THOMAS MOREL : « DESIGN EXPRESSIF ET CHALEUREUX »

THOMAS MOREL ford design

Le secteur de l’auto est en pleine mutation, les constructeurs faisant la course à l’électrification de leurs gammes. Mais quid du style des voitures ? Réponse avec Thomas Morel, exterior design manager pour Ford.

Depuis 2010, vous êtes responsable du design extérieur des voitures Ford. L’électrification du parc automobile a-t-il fait évoluer votre approche ?
Thomas Morel : L’approche change continuellement. Notre rôle, c’est d’être avec des antennes pour comprendre ce que les gens veulent. En ce moment, on est chamboulé par le passage à l’électrique, et les réflexions autour des voitures autonomes.
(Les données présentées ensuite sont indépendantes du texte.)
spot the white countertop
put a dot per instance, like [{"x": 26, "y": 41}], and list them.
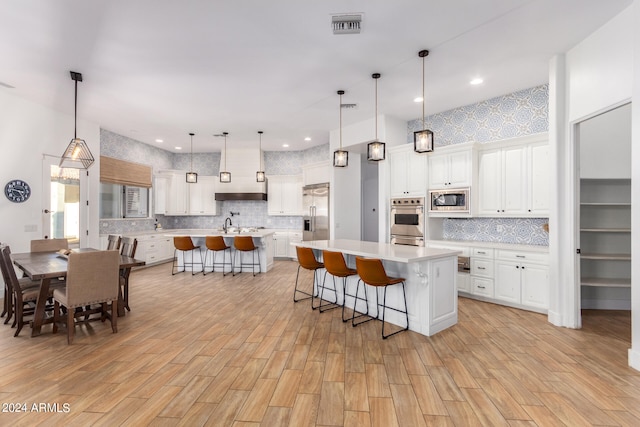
[
  {"x": 494, "y": 245},
  {"x": 385, "y": 251}
]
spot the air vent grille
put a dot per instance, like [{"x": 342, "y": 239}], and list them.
[{"x": 346, "y": 24}]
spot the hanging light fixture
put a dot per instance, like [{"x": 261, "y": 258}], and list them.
[
  {"x": 260, "y": 176},
  {"x": 375, "y": 149},
  {"x": 340, "y": 157},
  {"x": 423, "y": 139},
  {"x": 225, "y": 176},
  {"x": 192, "y": 177},
  {"x": 77, "y": 155}
]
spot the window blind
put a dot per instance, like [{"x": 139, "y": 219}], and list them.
[{"x": 118, "y": 171}]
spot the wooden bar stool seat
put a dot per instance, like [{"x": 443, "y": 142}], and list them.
[
  {"x": 244, "y": 244},
  {"x": 372, "y": 273},
  {"x": 337, "y": 267},
  {"x": 216, "y": 244},
  {"x": 184, "y": 244},
  {"x": 308, "y": 261}
]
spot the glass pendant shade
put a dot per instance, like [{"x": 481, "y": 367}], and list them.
[
  {"x": 375, "y": 151},
  {"x": 77, "y": 155},
  {"x": 340, "y": 158},
  {"x": 423, "y": 141},
  {"x": 225, "y": 176}
]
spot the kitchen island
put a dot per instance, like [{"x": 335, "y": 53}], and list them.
[
  {"x": 431, "y": 291},
  {"x": 262, "y": 238}
]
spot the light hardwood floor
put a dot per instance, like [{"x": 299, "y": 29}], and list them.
[{"x": 236, "y": 351}]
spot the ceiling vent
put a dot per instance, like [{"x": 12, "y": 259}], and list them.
[{"x": 346, "y": 24}]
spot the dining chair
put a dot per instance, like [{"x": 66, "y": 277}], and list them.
[
  {"x": 113, "y": 242},
  {"x": 372, "y": 273},
  {"x": 23, "y": 292},
  {"x": 128, "y": 248},
  {"x": 49, "y": 245},
  {"x": 92, "y": 279}
]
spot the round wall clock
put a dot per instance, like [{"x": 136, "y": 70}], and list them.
[{"x": 17, "y": 191}]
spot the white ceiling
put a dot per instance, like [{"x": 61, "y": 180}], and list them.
[{"x": 161, "y": 69}]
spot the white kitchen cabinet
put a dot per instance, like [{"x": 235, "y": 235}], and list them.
[
  {"x": 522, "y": 278},
  {"x": 408, "y": 172},
  {"x": 451, "y": 168},
  {"x": 513, "y": 179},
  {"x": 285, "y": 195},
  {"x": 202, "y": 196}
]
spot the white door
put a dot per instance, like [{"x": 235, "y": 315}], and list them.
[{"x": 63, "y": 214}]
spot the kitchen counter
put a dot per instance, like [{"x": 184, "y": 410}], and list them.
[{"x": 430, "y": 276}]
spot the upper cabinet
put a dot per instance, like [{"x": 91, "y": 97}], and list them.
[
  {"x": 285, "y": 195},
  {"x": 408, "y": 172},
  {"x": 451, "y": 167},
  {"x": 174, "y": 196},
  {"x": 513, "y": 178}
]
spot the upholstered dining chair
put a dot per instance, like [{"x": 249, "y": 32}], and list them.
[
  {"x": 23, "y": 292},
  {"x": 93, "y": 278},
  {"x": 129, "y": 246},
  {"x": 49, "y": 245}
]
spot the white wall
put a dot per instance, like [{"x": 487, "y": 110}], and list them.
[
  {"x": 27, "y": 131},
  {"x": 599, "y": 76}
]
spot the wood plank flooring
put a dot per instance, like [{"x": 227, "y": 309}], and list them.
[{"x": 236, "y": 351}]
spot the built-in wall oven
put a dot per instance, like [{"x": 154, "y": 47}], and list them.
[{"x": 407, "y": 221}]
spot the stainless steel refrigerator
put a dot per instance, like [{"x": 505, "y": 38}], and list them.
[{"x": 315, "y": 206}]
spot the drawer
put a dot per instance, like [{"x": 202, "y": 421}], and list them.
[
  {"x": 482, "y": 253},
  {"x": 480, "y": 286},
  {"x": 481, "y": 267},
  {"x": 533, "y": 257}
]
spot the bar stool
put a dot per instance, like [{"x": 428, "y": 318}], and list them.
[
  {"x": 337, "y": 267},
  {"x": 216, "y": 244},
  {"x": 307, "y": 260},
  {"x": 184, "y": 244},
  {"x": 245, "y": 244},
  {"x": 372, "y": 273}
]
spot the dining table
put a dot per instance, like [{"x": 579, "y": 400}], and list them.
[{"x": 48, "y": 266}]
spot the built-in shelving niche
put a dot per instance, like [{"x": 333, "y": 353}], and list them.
[{"x": 605, "y": 243}]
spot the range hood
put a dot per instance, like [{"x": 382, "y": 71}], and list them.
[{"x": 243, "y": 164}]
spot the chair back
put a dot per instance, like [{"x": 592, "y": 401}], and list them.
[
  {"x": 113, "y": 242},
  {"x": 335, "y": 264},
  {"x": 244, "y": 243},
  {"x": 307, "y": 259},
  {"x": 183, "y": 243},
  {"x": 49, "y": 245},
  {"x": 128, "y": 246},
  {"x": 92, "y": 277},
  {"x": 215, "y": 243},
  {"x": 371, "y": 271}
]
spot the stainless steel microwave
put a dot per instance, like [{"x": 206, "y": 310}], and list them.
[{"x": 449, "y": 200}]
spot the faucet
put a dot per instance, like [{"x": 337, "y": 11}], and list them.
[{"x": 224, "y": 227}]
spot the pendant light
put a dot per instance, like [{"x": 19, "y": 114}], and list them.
[
  {"x": 340, "y": 157},
  {"x": 77, "y": 155},
  {"x": 191, "y": 176},
  {"x": 260, "y": 176},
  {"x": 376, "y": 149},
  {"x": 225, "y": 176},
  {"x": 423, "y": 139}
]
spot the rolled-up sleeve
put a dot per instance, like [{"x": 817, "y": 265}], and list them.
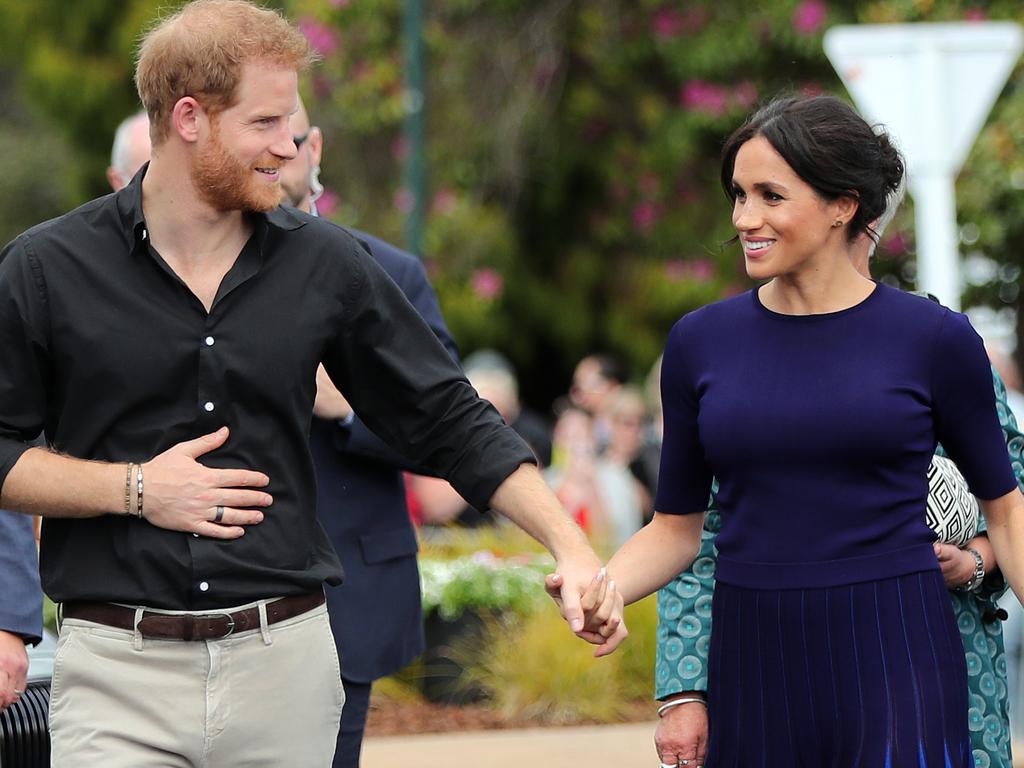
[
  {"x": 404, "y": 385},
  {"x": 24, "y": 334},
  {"x": 20, "y": 595}
]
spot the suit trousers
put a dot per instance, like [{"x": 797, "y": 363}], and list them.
[
  {"x": 267, "y": 697},
  {"x": 353, "y": 723}
]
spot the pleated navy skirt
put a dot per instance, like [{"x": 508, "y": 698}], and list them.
[{"x": 868, "y": 675}]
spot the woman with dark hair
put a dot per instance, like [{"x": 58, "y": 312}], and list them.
[{"x": 816, "y": 400}]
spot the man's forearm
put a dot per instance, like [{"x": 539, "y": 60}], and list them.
[
  {"x": 525, "y": 499},
  {"x": 42, "y": 482}
]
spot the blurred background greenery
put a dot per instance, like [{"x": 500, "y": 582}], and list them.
[{"x": 571, "y": 148}]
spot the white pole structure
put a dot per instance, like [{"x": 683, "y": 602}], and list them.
[{"x": 932, "y": 85}]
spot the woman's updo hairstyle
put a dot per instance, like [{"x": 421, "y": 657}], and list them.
[{"x": 830, "y": 147}]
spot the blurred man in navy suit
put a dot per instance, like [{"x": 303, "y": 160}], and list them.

L’arrivée sur le marché des constructeurs asiatiques met également une nouvelle pression. À propos de l’électrique, je ne sais pas si les gens sont aussi amoureux de l’automobile qu’avant, du moins, il y a une attente différente.

Quelle transformation majeure en matière de design depuis 2010 ?
Le CX, coefficient de pénétration dans l’air, guide la conception automobile. En électrique, chaque kilowatt-heure économisé permet de réduire la taille et la masse du pack batteries. Disposer d’un Cx particulièrement performant devient donc essentiel pour maximiser l’autonomie et l’efficacité globale des véhicules électriques : l’aérodynamisme est plus que jamais une priorité.

Comment créer un modèle original avec cette obligation ?
L’architecture des voitures électriques permet de meilleures proportions, car les batteries, moins encombrantes qu’un moteur thermique, libèrent beaucoup d’espace. Mais beaucoup trouvent que les voitures électriques se ressemblent. Effectivement, on voit davantage de capots plongeants et fins. Pour ma part, j’essaie de me détacher de cette nouvelle esthétique qui se globalise, pour proposer un design expressif. C’est la marque de Ford.

Les modèles se différencient de plus en plus par leurs phares. Quelle transformation à ce propos ?
Effectivement, la signature lumineuse joue beaucoup. Certains font plein de trucs qui bougent dans tous les sens, comme s’il préparait un sapin de Noël. Ce n’est pas notre approche… Mais c’est un vecteur de liberté en matière de design. On a aussi vite fait de tomber dans des design robotiques, froids. On ne veut pas de ça.

Votre approche ?
Ford est une marque chaleureuse. On veut créer des voitures expressives et humaines. Si un jour, un véhicule autonome arrive sur notre marché, que restera-t-il du consommateur ? Là encore, il faudra susciter de l’émotion pour le toucher.

En avril dernier, au dernier salon de Shanghai, des batteries plus légères, plus performantes et moins coûteuses ont été présentées. Votre vision pour l’avenir du secteur ?
On a pris le virage. Les designers dessinent majoritairement des modèles électriques. Cela a modifié notre manière de faire. Au début, c’était difficile : la disparition de la calandre modifie le visage d’une voiture. C’est pourquoi, les phares sont devenus aussi importants pour créer des design expressifs.

IA, lunettes 3D… Quels sont vos nouveaux outils de créations ?
Demeurent des invariants : d’abord, le dessin à la main, sa modélisation en 3D, puis sa mise en glaise par un sculpteur. Ce processus est essentiel. Je vois lorsqu’une voiture est « trop digitale », qu’elle manque de réalisme pratique. Cependant, on utilise effectivement des lunettes 3D, pour visualiser et ajuster nos dessins en direct. Enfin, l’IA nous aide pour animer nos dessins, faire, à partir d’une image fixe, rouler un véhicule efficacement, et obtenir des perspectives précises. Du reste, en ce qui concerne tous les visuels bluffants générés par des IA grands publics, c’est inspirant, mais cela ne remplace pas un processus créatif structuré autour des valeurs de la marque.